The region’s college basketball programs have long recruited the same high school prospects, but rarely have they all been so well equipped to do so at the same time. An eventful offseason saw four schools — Maryland, George Mason, George Washington and Navy — hire new head coaches and several schools hire assistants with local ties or recruiting acumen — or both. All this for one goal: secure talent in one of the nation’s most fertile recruiting areas.
“You look at the people who have been put in place, you are going to have some recruiting wars in the D.C. area,” said Steve Turner, Britt’s coach at Gonzaga. “There will be some battles for kids to stick around. It is a good thing for an area that is a hotbed for basketball.”
‘Dream team’
The tone of this recruiting arms race was set by Turgeon, who assembled a staff that includes Scott Spinelli, an assistant under Turgeon at Texas A&M; Bino Ranson, an assistant at Maryland under former coach Gary Williams; and Dalonte Hill, who was the nation’s highest-paid assistant at Kansas State. One summer league coach called it a “dream team” of assistants.
“The race is on,” Clark Francis, editor of the national recruiting publication Hoop Scoop, said recently. “How do you get the local kids to stay home? Maryland has done this. Does Georgetown need to do something else? It’s an interesting scenario now. It’s not a given one school is going to be better than the other at this point.”
It did not take long for Georgetown to make a move. On Wednesday, Georgetown announced the return of Kevin Broadus, an assistant and successful recruiter under Coach John Thompson III from 2004 to 2007. Broadus will serve as an aide to Thompson and will not be allowed to conduct off-campus recruiting visits.

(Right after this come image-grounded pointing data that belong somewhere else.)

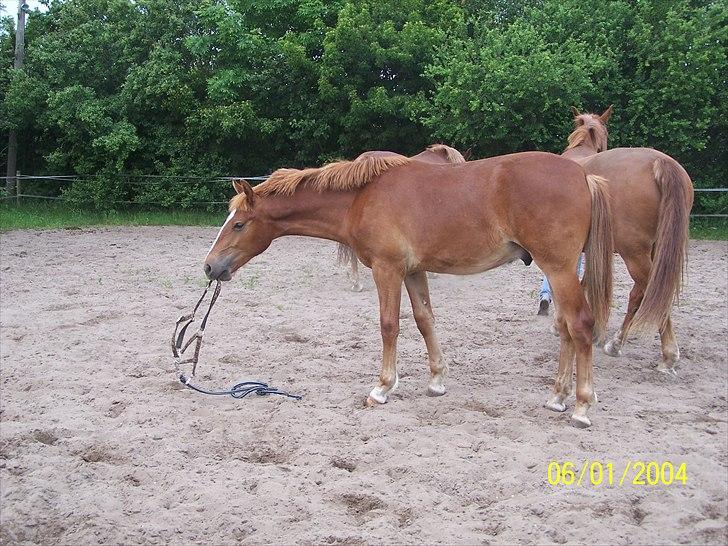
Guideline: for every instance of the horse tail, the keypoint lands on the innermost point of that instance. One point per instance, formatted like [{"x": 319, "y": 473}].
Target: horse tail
[
  {"x": 669, "y": 253},
  {"x": 599, "y": 250}
]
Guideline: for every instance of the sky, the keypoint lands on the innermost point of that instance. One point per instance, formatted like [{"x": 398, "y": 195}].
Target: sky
[{"x": 10, "y": 7}]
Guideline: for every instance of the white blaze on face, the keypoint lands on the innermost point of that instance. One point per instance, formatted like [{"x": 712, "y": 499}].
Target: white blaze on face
[{"x": 230, "y": 217}]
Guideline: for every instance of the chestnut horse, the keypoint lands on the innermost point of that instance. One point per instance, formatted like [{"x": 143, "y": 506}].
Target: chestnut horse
[
  {"x": 404, "y": 218},
  {"x": 651, "y": 197},
  {"x": 434, "y": 153}
]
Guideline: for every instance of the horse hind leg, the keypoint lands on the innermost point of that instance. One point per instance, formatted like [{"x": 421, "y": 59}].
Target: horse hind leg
[
  {"x": 565, "y": 374},
  {"x": 356, "y": 285},
  {"x": 416, "y": 284},
  {"x": 638, "y": 265},
  {"x": 670, "y": 350},
  {"x": 389, "y": 288},
  {"x": 576, "y": 324},
  {"x": 347, "y": 256}
]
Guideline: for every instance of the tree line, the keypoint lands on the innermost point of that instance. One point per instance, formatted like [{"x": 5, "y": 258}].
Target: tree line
[{"x": 204, "y": 88}]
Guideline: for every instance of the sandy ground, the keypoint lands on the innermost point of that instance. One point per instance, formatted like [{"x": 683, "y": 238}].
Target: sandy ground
[{"x": 100, "y": 444}]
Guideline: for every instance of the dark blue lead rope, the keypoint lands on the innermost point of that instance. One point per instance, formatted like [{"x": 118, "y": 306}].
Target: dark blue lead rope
[{"x": 240, "y": 390}]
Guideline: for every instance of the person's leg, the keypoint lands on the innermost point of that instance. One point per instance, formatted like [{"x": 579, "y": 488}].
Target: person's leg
[{"x": 544, "y": 296}]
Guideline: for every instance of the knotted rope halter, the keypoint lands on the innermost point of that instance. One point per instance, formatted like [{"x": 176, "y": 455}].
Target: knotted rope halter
[{"x": 239, "y": 390}]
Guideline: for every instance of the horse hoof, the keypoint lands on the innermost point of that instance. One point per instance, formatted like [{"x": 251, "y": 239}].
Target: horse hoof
[
  {"x": 667, "y": 370},
  {"x": 554, "y": 404},
  {"x": 372, "y": 403},
  {"x": 612, "y": 349},
  {"x": 435, "y": 390},
  {"x": 580, "y": 421}
]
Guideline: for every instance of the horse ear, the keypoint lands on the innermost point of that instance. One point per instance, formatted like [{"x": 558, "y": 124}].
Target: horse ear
[
  {"x": 605, "y": 116},
  {"x": 242, "y": 186}
]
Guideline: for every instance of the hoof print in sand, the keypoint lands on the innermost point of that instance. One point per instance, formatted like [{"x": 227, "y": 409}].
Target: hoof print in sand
[
  {"x": 361, "y": 505},
  {"x": 45, "y": 437},
  {"x": 344, "y": 464}
]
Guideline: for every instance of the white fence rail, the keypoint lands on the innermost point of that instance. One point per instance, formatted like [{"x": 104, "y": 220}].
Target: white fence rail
[{"x": 151, "y": 178}]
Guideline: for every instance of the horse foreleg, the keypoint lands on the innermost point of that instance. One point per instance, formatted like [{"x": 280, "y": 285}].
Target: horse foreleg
[
  {"x": 670, "y": 350},
  {"x": 356, "y": 285},
  {"x": 389, "y": 288},
  {"x": 419, "y": 293}
]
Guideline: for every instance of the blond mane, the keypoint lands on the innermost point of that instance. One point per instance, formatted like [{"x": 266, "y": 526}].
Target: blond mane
[
  {"x": 338, "y": 176},
  {"x": 590, "y": 131},
  {"x": 451, "y": 154}
]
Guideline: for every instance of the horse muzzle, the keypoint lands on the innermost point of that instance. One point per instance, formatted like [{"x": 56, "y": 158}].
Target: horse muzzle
[{"x": 218, "y": 270}]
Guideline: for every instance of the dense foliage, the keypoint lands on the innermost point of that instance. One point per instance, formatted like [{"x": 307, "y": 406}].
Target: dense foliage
[{"x": 210, "y": 87}]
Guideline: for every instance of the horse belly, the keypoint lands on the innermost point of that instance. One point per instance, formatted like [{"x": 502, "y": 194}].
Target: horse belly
[{"x": 470, "y": 258}]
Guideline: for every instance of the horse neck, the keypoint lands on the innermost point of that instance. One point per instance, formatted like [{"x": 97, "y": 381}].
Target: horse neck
[
  {"x": 579, "y": 152},
  {"x": 310, "y": 213}
]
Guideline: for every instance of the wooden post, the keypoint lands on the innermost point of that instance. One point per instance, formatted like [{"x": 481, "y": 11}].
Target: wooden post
[{"x": 17, "y": 64}]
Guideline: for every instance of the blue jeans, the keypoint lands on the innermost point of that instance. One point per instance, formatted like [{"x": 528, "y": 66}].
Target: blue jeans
[{"x": 545, "y": 293}]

But recruiting battles will be far from a two-school duel. Virginia Tech’s hiring of assistant Robert Ehsan should benefit the Hokies because Ehsan built relationships with prospects and summer league coaches during his six-year stint on Williams’s staff at Maryland. Justin Anderson, a Montrose Christian small forward, said he felt such a comfort level with Ehsan that he was tempted to commit to Virginia Tech after he reneged on his oral commitment to Maryland following Williams’s retirement.
That Anderson, the nation’s 23rd-ranked prospect by Rivals.com, instead pledged to play for Virginia speaks volumes about the Cavaliers’ recruiting efforts. Speaking at Virginia’s John Paul Jones Arena, where he competed in last week’s National Basketball Players Association top 100 camp, Anderson said he was going to de-commit from Maryland no matter whom the Terrapins hired as head coach because his allegiance was to Williams. And now it’s to Virginia Coach Tony Bennett.